Anda di halaman 1dari 3

Kebiasaan Makan Abalone

Dalam suatu ekosistem, suatu organisme akan mencari cara agar dapat bertahan hidup
yaitu dengan mendapatkan makanan. Hewan akuatik menjadi penghuni perairan yang dapat
bertahan hidup dengan memakan pakan yang tersedia secara alami. Makanan merupakan
salah satu faktor penting bagi ikan untuk dapat bertahan hidup dan dapat menjadi pengontrol
besarnya suatu populasi serta dapat menentukan kapasitas reproduksi dan pertumbuhan.
Kebiasaan makan (food habits) ini menunjukkan kuantitas dan kualitas makanan yang
dimakan oleh ikan. Makanan ikan dapat dibagi menjadi dua, yaitu berupa pakan alami dan
pakan buatan. Pakan buatan biasanya digunakan dalam budidaya misalnya pelet. Di alam,
ikan mendapatkan makanan secara alami (pakan alami) berupa fitoplankton, zooplankton,
benthos, algae bahkan crustacea.
Dari jenis makanan tersebut dapat ditentukan kedudukannya apakah sebagai predator
atau kompetitor. Dengan mengetahui makanan ikan, maka dapat diketahui pula makanan
utamanya serta makanan tambahannya.
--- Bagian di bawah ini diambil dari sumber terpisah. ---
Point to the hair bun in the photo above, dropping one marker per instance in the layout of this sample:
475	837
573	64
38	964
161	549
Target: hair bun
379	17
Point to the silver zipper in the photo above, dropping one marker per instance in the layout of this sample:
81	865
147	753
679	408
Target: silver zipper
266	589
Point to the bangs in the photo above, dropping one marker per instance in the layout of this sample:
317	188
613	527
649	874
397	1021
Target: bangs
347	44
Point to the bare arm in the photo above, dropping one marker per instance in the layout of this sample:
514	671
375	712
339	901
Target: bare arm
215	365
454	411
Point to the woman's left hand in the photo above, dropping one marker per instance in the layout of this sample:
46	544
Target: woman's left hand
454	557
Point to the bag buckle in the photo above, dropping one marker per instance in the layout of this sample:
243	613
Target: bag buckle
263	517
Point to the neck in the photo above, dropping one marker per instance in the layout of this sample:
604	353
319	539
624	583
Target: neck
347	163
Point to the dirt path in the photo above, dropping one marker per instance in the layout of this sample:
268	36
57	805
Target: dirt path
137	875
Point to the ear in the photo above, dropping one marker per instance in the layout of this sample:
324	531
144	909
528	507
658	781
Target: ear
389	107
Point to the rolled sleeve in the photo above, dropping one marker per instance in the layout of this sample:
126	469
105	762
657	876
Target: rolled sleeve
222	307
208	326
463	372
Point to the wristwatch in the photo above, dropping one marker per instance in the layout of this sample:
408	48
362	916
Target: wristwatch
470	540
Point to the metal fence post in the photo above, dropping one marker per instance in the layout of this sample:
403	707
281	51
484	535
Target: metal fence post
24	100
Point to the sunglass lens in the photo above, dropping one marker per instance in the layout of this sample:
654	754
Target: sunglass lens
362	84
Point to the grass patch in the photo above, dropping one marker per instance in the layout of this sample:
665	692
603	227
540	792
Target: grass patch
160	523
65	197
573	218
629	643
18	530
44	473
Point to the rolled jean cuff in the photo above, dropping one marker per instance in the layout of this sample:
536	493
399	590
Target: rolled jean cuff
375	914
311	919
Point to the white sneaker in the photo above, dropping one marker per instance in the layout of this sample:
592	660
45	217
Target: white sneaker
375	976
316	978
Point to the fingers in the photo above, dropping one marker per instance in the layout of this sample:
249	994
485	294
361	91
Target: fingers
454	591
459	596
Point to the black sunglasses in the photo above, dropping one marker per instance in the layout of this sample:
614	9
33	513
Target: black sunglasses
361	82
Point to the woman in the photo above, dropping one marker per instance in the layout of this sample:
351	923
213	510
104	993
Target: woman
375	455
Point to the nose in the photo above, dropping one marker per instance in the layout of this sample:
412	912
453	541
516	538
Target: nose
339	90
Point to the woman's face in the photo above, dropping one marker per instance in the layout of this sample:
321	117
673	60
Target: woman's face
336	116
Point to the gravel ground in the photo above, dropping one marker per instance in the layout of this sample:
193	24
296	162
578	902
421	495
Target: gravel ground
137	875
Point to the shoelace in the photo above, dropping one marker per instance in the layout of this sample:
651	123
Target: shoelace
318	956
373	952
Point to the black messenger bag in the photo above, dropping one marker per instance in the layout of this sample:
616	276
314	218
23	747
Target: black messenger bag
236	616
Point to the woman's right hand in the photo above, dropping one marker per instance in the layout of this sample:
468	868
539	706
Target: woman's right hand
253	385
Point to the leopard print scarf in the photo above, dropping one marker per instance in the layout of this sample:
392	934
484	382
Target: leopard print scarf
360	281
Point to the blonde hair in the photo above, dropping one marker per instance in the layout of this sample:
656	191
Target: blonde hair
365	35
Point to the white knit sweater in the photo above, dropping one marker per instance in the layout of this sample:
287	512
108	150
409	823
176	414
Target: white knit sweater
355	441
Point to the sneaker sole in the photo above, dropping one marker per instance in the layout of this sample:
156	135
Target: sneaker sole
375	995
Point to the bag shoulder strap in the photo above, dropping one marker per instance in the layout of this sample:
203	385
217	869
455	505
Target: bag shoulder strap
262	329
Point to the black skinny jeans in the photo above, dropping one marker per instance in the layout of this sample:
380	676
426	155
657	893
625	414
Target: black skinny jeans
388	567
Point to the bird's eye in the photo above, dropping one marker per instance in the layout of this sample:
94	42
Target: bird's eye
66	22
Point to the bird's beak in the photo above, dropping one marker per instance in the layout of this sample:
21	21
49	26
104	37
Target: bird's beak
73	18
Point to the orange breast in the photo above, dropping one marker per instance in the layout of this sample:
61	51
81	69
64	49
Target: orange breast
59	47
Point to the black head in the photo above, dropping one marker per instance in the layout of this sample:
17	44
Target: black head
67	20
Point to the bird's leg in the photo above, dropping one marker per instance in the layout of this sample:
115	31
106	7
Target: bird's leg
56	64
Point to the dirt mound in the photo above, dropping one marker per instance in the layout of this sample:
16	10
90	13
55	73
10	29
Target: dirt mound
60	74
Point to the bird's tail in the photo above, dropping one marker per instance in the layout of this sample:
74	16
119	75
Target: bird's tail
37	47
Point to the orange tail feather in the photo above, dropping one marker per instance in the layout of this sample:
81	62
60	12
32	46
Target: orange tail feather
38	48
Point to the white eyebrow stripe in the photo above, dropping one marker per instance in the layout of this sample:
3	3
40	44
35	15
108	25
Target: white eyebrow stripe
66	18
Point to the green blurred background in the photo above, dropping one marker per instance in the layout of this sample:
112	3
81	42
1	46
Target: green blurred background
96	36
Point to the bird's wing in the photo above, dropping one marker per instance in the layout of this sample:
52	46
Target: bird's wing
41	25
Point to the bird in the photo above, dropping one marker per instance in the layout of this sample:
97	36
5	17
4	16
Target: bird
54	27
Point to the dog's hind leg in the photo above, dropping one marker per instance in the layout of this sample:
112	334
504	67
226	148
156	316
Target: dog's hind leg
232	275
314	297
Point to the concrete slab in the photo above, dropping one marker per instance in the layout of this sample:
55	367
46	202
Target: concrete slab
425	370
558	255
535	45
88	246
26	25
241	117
Makanannya akan berbeda tergantung umur, habitat,
dan waktu. Berdasarkan hal tersebut maka artikel ini bertujuan untuk mengetahui kebiasaan
makan Abalone (Hallotis squamata) yang merujuk pada jurnal.
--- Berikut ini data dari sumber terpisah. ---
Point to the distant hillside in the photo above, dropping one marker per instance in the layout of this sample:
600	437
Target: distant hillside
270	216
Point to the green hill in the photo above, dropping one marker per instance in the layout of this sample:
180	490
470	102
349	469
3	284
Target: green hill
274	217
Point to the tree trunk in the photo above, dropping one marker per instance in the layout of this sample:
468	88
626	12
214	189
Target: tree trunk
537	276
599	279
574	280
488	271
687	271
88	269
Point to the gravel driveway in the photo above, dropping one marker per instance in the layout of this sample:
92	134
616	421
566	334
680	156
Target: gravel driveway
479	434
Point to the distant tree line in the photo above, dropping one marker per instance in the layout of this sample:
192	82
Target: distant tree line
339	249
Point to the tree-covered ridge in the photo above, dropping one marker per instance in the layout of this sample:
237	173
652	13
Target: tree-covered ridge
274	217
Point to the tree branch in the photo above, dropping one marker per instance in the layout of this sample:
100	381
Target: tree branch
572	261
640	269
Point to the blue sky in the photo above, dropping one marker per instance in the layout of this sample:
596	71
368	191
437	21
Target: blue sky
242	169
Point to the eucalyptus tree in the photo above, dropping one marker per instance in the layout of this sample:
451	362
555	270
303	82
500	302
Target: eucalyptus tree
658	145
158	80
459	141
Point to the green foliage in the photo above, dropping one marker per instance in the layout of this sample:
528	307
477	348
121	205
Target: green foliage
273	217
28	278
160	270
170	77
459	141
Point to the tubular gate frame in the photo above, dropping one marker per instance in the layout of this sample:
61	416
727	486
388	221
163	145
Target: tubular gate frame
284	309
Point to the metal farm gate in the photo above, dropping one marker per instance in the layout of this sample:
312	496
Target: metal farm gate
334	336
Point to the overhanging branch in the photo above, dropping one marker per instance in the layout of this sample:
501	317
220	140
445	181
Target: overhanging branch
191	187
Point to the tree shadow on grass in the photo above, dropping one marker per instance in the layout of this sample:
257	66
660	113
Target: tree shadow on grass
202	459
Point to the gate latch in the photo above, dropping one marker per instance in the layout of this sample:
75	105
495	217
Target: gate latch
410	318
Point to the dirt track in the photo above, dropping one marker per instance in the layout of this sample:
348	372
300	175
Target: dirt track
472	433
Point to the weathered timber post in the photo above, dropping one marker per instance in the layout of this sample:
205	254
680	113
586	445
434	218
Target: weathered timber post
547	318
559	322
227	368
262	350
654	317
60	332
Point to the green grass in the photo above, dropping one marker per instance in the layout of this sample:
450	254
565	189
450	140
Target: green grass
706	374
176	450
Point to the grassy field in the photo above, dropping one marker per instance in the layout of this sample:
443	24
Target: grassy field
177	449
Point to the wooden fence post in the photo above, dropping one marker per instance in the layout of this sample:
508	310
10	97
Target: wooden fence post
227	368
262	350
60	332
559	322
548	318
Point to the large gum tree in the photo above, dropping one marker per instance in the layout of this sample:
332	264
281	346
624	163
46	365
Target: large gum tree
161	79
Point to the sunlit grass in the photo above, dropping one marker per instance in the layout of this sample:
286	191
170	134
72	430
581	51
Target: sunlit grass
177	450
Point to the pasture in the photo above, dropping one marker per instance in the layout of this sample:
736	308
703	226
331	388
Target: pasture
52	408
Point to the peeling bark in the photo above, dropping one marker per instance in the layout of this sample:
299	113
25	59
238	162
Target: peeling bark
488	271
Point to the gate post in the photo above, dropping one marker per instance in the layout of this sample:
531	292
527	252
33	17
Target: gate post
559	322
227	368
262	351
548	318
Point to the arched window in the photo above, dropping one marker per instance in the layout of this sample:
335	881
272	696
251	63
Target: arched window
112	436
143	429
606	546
Abalone adalah kelompok mollusca laut yang tergolong dalam genus Hallotis, hidup
di zona intertidal, tersebar di daerah tropis dan sub-tropis. Abalone mempunyai nilai
ekonomis yang cukup tinggi karena mengandung nilai gizi yang baik untuk kesehatan
(protein 71,99%, lemak 3,2%, serat 5,6%, abu 11,11%, dan air 0,6%). Abalone menyukai
daerah bebatuan di pesisir pantai, terutama pada daerah yang banyak ditemukan alga.
Abalone dewasa lebih memilih hidup di tempat-tempat dimana banyak ditemukan
makroalga.
Menurut Latuihamallo (2014), abalone merupakan hewan nokturnal, yang beraktifitas
pada malam hari dan beristirahat pada siang hari. Kebiasaan makan abalone pada nokturnal
terjadi dimana sinyal dari fotoreseptor di ganglion otak menerima kondisi gelap dan
merangsang abalone untuk makan secara aktif. Berdasarkan habitat abalone yang menyukai
daerah-daerah yang banyak ditemukan alga, maka dapat diasumsikan bahwa abalone
termasuk hewan herbivora karena pakan alami abalone adalah alga dan bentik diatom.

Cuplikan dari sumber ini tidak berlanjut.